By Richard A. Damon, M.D.
The Missoulian, Letters, July 23, 2015
I am convinced the health care system’s systematic exploitation of the middle class, for the benefit of the privileged few in the U.S., has been purposefully overlooked, underestimated and conveniently ignored by congressional policy makers, major health industry players and health care reform analysts.
The regressive policy-making, in my view, is no accident, but primarily based on self-serving political interests that welcome the financial benefits from medical industrial stakeholders, who in turn profit from the status quo. Policy-makers refuse to view health care as an economic good for the entire nation. They promote illusions and outright misconceptions to manipulate public thinking about health care issues.

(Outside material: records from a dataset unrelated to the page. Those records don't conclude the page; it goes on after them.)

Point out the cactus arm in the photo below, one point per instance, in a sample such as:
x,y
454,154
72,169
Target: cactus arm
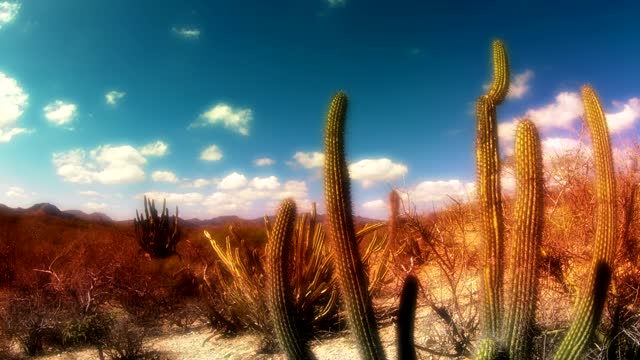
x,y
492,228
526,245
279,290
406,316
590,305
500,85
351,277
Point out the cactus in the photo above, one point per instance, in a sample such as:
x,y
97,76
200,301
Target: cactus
x,y
157,235
590,304
351,277
526,245
280,304
492,228
406,315
500,85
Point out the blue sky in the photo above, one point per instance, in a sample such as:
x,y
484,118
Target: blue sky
x,y
219,105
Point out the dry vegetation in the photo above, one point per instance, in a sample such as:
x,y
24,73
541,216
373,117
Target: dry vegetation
x,y
67,283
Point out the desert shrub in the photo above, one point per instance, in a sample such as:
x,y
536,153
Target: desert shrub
x,y
89,330
126,342
236,291
157,235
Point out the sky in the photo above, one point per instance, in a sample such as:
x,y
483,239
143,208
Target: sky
x,y
219,106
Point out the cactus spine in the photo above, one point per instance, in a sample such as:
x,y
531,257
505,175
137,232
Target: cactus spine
x,y
351,277
280,304
590,304
526,245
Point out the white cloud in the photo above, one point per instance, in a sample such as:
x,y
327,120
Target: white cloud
x,y
369,171
625,118
263,162
197,183
265,183
234,119
112,97
13,101
212,153
164,176
188,32
561,114
15,192
8,12
106,164
439,191
95,206
60,113
175,199
520,85
336,3
233,181
157,148
374,205
310,159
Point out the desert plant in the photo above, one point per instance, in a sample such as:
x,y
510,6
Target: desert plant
x,y
157,235
514,337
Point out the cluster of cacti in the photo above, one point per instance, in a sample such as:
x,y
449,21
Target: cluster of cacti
x,y
506,333
157,235
511,336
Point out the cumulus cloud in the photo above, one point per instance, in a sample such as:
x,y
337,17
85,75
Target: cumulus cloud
x,y
16,192
265,183
175,199
235,119
370,171
263,162
8,12
157,148
520,85
336,3
439,191
625,118
197,183
106,164
13,101
95,206
309,160
60,113
164,176
113,97
212,153
374,205
187,32
232,181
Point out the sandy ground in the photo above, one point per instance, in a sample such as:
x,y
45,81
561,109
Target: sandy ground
x,y
204,344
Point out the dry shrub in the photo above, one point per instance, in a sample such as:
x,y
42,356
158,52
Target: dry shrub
x,y
238,285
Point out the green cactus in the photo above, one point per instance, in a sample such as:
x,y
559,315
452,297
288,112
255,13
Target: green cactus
x,y
591,302
501,75
526,245
492,227
279,290
157,235
351,276
406,316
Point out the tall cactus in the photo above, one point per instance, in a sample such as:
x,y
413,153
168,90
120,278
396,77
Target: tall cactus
x,y
591,302
501,74
526,243
488,172
351,276
279,289
492,228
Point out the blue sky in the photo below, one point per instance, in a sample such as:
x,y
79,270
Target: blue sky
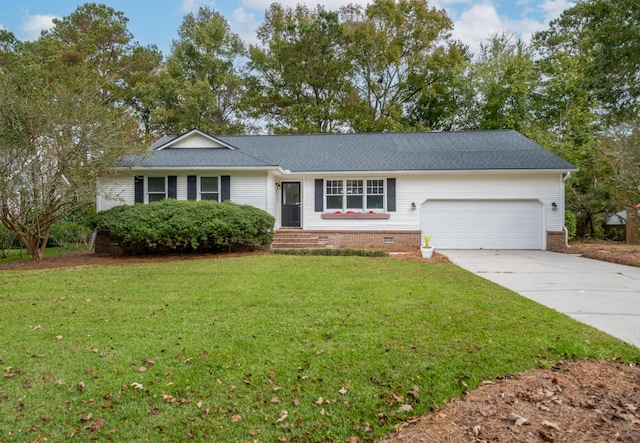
x,y
157,21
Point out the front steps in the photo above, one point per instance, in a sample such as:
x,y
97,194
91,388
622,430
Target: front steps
x,y
294,239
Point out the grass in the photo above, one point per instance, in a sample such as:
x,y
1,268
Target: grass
x,y
261,348
14,255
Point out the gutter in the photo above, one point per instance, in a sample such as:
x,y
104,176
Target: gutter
x,y
564,227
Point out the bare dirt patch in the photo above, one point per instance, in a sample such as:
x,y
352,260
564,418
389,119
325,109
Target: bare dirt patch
x,y
583,401
620,253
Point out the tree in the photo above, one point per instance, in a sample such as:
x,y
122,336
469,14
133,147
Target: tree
x,y
502,79
200,85
301,81
402,53
607,36
61,129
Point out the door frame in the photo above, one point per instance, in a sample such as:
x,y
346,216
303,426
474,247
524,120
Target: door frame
x,y
286,221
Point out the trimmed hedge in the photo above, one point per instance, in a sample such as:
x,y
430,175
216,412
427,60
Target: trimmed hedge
x,y
186,225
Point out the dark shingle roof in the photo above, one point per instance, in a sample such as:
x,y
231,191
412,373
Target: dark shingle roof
x,y
414,151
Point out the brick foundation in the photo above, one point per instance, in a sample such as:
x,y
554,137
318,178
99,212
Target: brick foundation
x,y
386,240
556,241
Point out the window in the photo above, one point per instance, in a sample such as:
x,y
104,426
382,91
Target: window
x,y
354,195
156,189
209,188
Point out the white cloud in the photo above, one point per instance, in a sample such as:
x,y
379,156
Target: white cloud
x,y
245,25
192,6
33,25
476,24
553,8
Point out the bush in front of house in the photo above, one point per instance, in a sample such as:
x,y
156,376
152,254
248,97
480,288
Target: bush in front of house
x,y
63,233
179,225
571,223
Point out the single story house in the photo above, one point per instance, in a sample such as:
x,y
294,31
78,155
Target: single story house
x,y
468,190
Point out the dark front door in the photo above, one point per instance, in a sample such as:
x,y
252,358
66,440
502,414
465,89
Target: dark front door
x,y
291,204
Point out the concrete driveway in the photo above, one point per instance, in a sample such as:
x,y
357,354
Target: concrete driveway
x,y
603,295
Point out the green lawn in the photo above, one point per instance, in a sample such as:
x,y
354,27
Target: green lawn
x,y
13,255
261,348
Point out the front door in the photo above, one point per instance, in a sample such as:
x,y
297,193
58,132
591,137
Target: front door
x,y
291,204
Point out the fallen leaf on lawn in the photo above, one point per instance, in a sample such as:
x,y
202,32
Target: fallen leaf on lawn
x,y
95,425
550,424
517,419
168,398
283,416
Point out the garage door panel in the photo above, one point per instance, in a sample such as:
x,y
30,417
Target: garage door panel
x,y
483,224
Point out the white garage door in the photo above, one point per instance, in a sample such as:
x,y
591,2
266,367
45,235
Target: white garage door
x,y
483,224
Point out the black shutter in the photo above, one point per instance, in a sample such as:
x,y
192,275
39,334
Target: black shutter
x,y
172,186
138,189
391,195
225,188
191,187
319,195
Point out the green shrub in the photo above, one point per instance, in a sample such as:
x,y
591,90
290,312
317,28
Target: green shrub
x,y
186,226
64,233
571,223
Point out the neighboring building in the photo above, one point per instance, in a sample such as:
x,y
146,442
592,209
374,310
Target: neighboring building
x,y
468,190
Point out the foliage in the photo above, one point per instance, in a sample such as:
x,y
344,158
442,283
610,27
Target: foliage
x,y
263,347
403,54
8,240
199,86
330,252
63,233
301,81
62,123
186,225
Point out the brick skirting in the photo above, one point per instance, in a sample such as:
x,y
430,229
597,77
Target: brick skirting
x,y
556,241
389,240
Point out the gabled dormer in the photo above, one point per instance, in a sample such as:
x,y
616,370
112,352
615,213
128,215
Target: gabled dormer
x,y
194,139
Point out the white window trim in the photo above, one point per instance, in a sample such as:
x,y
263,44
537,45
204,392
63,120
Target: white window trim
x,y
199,186
364,195
148,193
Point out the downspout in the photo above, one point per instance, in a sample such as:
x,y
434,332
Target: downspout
x,y
564,227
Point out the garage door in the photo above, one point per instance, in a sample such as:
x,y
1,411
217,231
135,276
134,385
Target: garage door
x,y
483,224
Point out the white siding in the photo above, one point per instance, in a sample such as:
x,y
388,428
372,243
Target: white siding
x,y
248,188
115,191
545,187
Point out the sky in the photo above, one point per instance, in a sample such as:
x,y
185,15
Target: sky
x,y
156,22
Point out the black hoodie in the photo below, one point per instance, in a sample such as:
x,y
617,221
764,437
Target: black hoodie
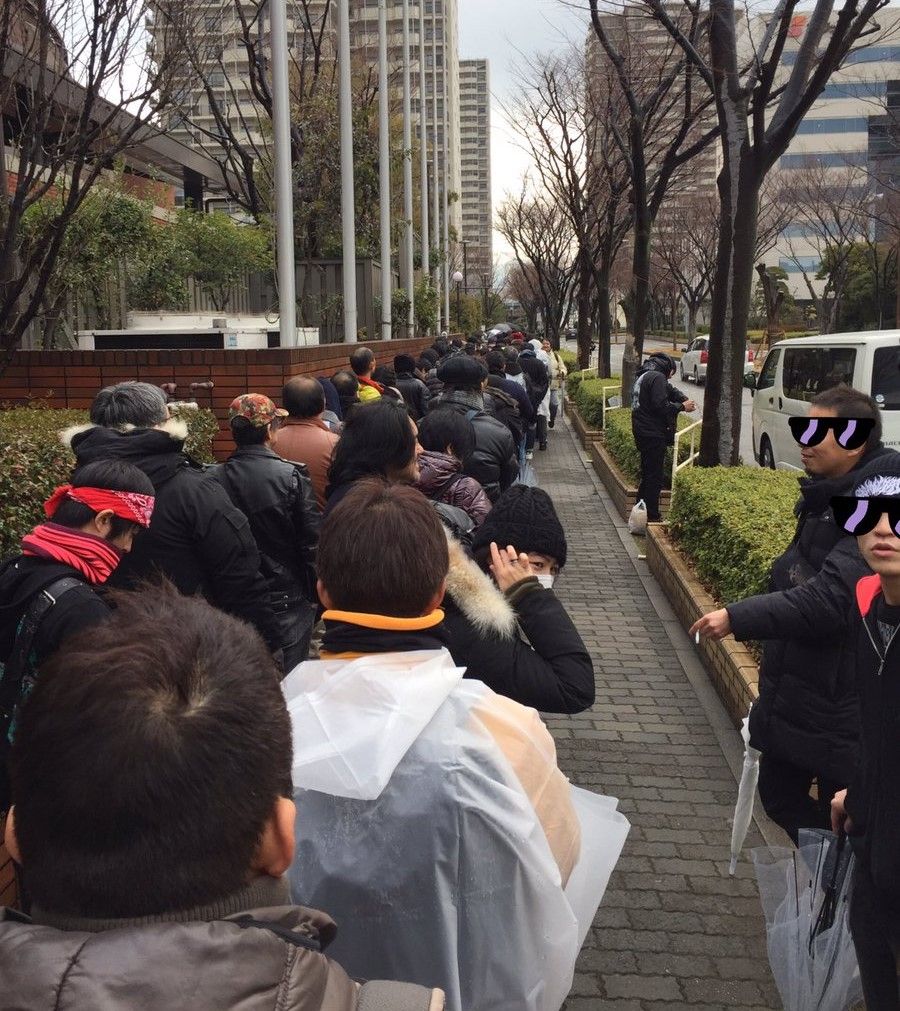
x,y
197,538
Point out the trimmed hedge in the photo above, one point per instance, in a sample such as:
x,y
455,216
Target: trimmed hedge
x,y
620,443
33,461
732,523
589,397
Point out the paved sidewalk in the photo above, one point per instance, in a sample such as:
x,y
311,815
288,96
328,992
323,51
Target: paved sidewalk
x,y
673,930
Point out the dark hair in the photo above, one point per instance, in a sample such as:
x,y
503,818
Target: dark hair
x,y
148,759
848,402
385,375
114,475
245,433
406,578
377,438
303,397
361,361
444,427
496,362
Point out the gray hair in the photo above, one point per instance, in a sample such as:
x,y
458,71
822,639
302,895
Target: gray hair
x,y
129,404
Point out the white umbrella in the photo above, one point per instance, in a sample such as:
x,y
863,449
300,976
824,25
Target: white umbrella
x,y
746,792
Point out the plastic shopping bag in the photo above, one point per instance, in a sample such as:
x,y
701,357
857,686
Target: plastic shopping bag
x,y
637,519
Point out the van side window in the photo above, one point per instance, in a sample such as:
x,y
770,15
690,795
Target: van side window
x,y
886,378
808,371
767,377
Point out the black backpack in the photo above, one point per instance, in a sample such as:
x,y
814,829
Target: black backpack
x,y
17,674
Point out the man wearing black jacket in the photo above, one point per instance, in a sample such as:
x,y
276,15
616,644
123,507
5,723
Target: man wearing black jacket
x,y
806,720
655,405
870,809
277,497
197,539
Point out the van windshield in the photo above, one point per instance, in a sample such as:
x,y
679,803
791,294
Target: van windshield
x,y
886,378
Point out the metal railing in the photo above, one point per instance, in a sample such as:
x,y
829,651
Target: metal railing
x,y
692,430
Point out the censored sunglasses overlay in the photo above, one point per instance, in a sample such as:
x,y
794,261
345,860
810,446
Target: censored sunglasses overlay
x,y
861,516
850,433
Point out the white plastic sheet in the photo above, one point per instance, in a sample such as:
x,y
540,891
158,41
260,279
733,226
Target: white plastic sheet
x,y
746,793
812,973
445,878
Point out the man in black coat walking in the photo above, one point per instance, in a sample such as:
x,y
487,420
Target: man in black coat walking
x,y
197,539
806,721
655,405
277,497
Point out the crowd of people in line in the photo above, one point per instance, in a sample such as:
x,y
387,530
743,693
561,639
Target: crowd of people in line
x,y
170,755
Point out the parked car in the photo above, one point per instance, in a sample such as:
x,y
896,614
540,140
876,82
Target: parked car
x,y
795,371
695,358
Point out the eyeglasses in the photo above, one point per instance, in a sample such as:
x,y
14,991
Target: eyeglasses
x,y
849,433
861,516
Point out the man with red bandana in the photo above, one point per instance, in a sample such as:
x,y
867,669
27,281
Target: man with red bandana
x,y
51,589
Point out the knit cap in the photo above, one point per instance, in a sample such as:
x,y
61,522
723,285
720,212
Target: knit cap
x,y
525,518
880,478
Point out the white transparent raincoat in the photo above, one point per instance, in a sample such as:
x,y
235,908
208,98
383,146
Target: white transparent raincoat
x,y
415,832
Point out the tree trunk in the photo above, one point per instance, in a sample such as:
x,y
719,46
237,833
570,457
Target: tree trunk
x,y
604,324
738,184
583,302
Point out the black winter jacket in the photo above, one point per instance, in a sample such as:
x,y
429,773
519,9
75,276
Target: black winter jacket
x,y
873,799
549,668
277,498
808,712
21,578
655,405
495,463
416,394
197,539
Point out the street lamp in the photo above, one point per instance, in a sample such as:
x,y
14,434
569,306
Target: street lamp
x,y
457,280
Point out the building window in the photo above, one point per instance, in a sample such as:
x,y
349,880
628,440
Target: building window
x,y
847,124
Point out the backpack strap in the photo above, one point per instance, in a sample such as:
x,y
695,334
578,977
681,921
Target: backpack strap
x,y
381,996
15,668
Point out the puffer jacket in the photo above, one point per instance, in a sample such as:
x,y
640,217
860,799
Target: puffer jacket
x,y
416,394
277,497
807,713
197,539
267,958
521,644
493,463
655,405
441,478
873,799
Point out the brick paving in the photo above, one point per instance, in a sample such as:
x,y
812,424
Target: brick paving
x,y
675,930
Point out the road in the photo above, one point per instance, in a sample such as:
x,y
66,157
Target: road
x,y
695,392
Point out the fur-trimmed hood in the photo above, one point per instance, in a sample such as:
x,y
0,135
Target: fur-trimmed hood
x,y
476,595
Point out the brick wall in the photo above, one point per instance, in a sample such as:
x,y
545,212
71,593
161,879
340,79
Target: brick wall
x,y
71,378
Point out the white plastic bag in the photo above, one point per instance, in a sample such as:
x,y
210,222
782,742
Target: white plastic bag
x,y
637,519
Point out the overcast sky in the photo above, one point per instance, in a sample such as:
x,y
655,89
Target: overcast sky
x,y
498,30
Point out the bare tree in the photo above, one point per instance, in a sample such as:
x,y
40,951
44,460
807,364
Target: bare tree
x,y
759,106
543,244
79,87
666,124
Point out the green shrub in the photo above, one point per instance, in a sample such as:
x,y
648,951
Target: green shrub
x,y
620,444
33,461
589,397
732,523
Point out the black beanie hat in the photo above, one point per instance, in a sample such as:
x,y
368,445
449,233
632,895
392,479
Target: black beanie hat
x,y
403,363
526,519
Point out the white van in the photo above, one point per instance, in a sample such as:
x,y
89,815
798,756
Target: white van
x,y
795,371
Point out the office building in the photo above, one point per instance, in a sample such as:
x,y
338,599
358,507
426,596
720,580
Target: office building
x,y
476,207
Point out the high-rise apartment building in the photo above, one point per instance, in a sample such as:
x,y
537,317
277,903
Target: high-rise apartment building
x,y
846,134
476,207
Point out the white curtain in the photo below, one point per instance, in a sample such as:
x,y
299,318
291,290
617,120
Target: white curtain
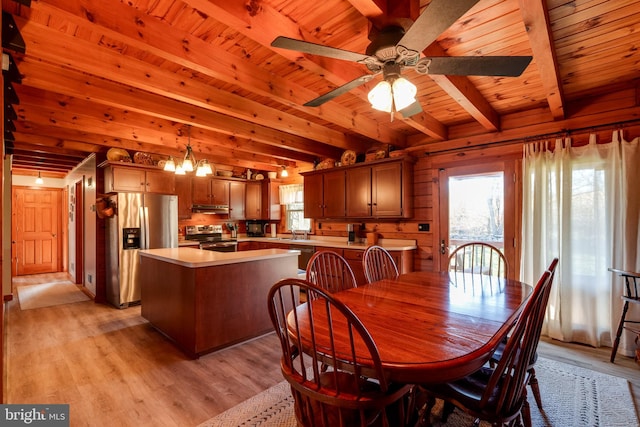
x,y
292,193
582,205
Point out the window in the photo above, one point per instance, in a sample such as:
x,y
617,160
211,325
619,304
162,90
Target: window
x,y
295,217
292,197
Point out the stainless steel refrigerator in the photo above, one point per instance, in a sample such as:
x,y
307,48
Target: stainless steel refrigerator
x,y
142,221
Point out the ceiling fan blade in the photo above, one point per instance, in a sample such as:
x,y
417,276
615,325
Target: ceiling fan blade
x,y
339,90
434,20
411,110
508,66
317,49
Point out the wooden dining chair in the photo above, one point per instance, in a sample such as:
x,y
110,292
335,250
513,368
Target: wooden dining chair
x,y
329,385
478,258
533,379
378,264
631,295
499,395
330,271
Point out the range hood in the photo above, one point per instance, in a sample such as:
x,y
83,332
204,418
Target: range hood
x,y
210,209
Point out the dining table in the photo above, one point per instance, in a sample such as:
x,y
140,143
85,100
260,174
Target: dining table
x,y
429,327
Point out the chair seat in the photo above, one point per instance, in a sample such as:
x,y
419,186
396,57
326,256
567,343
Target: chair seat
x,y
469,391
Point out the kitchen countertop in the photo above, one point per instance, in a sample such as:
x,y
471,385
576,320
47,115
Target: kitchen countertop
x,y
196,258
336,242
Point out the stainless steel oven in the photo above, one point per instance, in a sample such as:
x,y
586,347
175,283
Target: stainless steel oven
x,y
210,238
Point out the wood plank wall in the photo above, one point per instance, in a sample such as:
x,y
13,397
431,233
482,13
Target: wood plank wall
x,y
426,204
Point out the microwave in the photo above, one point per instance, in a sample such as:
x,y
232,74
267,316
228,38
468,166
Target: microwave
x,y
255,228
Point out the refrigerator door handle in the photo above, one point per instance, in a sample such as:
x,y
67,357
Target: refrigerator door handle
x,y
144,222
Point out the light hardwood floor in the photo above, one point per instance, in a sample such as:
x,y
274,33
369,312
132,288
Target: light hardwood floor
x,y
113,368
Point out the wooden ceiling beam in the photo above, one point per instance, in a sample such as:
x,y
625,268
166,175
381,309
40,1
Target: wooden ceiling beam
x,y
75,110
123,22
263,24
69,127
62,49
536,21
83,87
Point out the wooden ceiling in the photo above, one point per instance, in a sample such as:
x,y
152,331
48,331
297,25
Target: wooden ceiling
x,y
136,74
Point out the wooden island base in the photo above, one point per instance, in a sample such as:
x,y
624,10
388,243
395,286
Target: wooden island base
x,y
203,307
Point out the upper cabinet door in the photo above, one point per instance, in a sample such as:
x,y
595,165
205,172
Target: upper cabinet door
x,y
334,194
386,196
219,192
127,179
160,182
201,191
313,200
358,198
253,201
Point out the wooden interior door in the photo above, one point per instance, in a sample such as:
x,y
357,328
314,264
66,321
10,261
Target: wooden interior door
x,y
35,228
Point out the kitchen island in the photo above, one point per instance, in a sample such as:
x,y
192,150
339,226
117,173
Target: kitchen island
x,y
204,300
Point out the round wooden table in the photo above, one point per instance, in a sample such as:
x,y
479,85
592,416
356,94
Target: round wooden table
x,y
429,327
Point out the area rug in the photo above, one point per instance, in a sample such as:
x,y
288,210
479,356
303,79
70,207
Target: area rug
x,y
571,396
49,294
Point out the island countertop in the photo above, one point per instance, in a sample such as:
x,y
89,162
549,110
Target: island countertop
x,y
196,258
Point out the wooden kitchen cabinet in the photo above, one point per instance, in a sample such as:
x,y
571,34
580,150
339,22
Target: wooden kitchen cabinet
x,y
237,195
253,201
324,195
183,191
209,191
271,200
138,179
378,189
381,190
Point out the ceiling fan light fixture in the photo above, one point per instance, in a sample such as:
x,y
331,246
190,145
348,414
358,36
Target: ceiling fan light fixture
x,y
404,93
381,97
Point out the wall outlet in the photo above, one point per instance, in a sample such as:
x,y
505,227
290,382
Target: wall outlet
x,y
423,227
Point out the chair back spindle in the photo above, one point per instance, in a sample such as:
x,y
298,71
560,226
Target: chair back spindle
x,y
330,271
330,385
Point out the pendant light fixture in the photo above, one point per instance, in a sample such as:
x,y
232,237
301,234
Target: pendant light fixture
x,y
189,163
170,165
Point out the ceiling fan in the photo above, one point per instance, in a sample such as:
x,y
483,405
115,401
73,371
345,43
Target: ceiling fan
x,y
393,49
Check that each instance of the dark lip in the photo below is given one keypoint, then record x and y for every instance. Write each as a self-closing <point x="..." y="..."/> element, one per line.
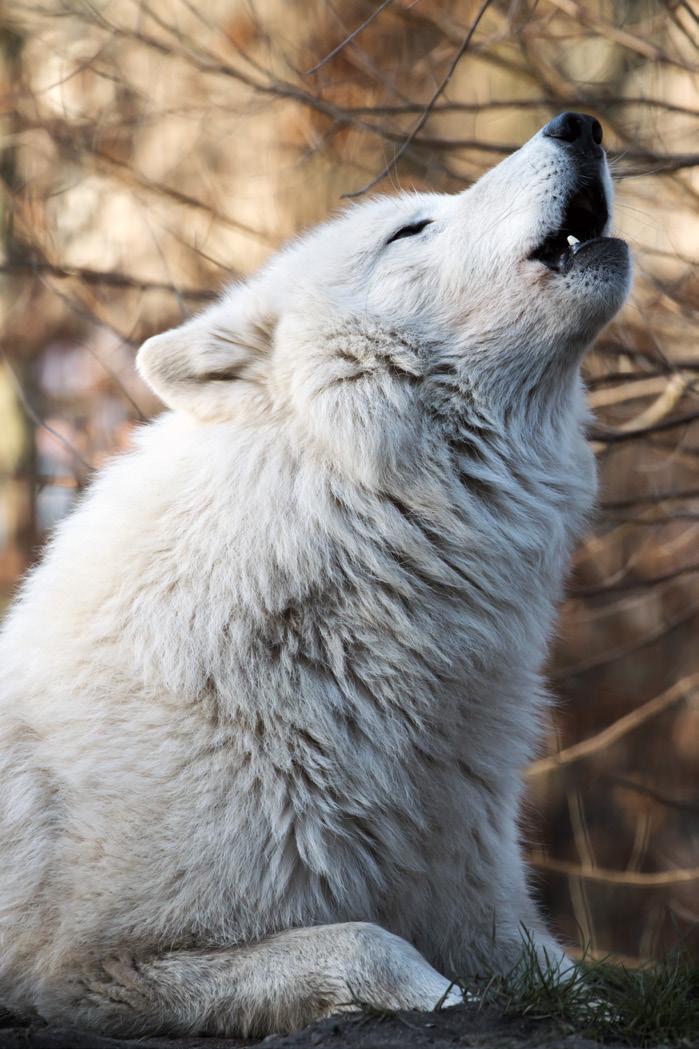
<point x="585" y="217"/>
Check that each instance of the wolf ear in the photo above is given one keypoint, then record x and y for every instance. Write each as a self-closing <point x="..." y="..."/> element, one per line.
<point x="208" y="364"/>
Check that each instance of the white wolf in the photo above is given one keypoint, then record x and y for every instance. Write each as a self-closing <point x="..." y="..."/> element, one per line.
<point x="267" y="701"/>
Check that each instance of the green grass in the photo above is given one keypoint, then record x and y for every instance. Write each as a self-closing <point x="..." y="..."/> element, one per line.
<point x="654" y="1005"/>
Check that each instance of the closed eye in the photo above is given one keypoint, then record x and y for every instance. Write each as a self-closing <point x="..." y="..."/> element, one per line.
<point x="409" y="231"/>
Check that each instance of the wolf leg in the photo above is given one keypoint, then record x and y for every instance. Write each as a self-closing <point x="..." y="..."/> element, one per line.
<point x="278" y="984"/>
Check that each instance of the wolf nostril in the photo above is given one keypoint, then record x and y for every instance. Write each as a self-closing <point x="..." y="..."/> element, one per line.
<point x="579" y="130"/>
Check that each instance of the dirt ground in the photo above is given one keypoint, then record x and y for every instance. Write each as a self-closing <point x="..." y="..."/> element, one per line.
<point x="465" y="1026"/>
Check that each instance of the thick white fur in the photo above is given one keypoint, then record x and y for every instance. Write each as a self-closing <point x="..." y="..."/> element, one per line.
<point x="266" y="703"/>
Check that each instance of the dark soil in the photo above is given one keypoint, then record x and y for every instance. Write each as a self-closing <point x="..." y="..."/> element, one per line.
<point x="464" y="1026"/>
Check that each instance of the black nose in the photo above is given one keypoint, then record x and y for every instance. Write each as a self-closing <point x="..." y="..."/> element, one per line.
<point x="580" y="131"/>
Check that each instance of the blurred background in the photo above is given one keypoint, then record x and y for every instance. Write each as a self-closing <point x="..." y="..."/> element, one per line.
<point x="155" y="149"/>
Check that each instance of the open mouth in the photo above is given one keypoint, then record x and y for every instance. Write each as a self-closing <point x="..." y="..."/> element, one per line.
<point x="584" y="220"/>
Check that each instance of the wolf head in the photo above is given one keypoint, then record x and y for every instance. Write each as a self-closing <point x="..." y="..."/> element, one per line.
<point x="417" y="302"/>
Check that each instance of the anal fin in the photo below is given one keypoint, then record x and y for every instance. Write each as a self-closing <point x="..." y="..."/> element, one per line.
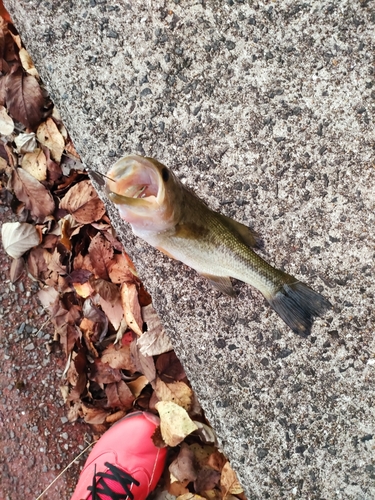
<point x="221" y="283"/>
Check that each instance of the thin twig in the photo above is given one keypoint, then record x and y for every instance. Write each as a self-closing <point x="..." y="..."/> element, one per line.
<point x="64" y="470"/>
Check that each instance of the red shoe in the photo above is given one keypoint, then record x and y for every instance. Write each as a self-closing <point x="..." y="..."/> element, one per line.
<point x="124" y="464"/>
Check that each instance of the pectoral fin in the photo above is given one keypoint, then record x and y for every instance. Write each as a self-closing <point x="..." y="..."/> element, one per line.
<point x="221" y="283"/>
<point x="249" y="237"/>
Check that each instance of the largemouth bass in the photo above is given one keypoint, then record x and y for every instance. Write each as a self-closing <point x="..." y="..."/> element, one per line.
<point x="171" y="218"/>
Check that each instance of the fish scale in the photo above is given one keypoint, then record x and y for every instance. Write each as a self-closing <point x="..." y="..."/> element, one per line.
<point x="178" y="223"/>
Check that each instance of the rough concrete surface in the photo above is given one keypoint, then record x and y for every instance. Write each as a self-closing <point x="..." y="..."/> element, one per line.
<point x="266" y="109"/>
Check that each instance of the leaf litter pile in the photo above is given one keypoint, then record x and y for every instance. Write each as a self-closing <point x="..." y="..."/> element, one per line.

The premises ignored by those who make the laws are: (1) The burden of paying for health care, a common good, should not fall disproportionately on those who are least able to pay for it, and (2) Americans with lower incomes should not be compelled to pay for health care coverage that is consumed disproportionately by the well-to-do.
Nevertheless, the system we have is designed by and for elite interests, rewarding the providers of insurance, drug makers and essential medical devise purveyors. The eventual day may come where populist policymakers will tell consumer-voters the truth about the extortion-like protection schemes practiced on them by the health care industry complex that guarantees profits off the sick while making consumers choose between paying what the system demands versus putting their family’s health at risk. This truth has been kept from consumers and preserved under the cloak of trickle-down, market-based economics.
Responsible health care reform legislation lies idle (H.R. 676) at the door of congressional action. The improved “Medicare for all” movement might gain political traction if middle-income consumers were enlightened about how much they are paying to support a health care industry essentially unaccountable for its escalating costs.
Dr. Richard A. Damon resides in Bozeman.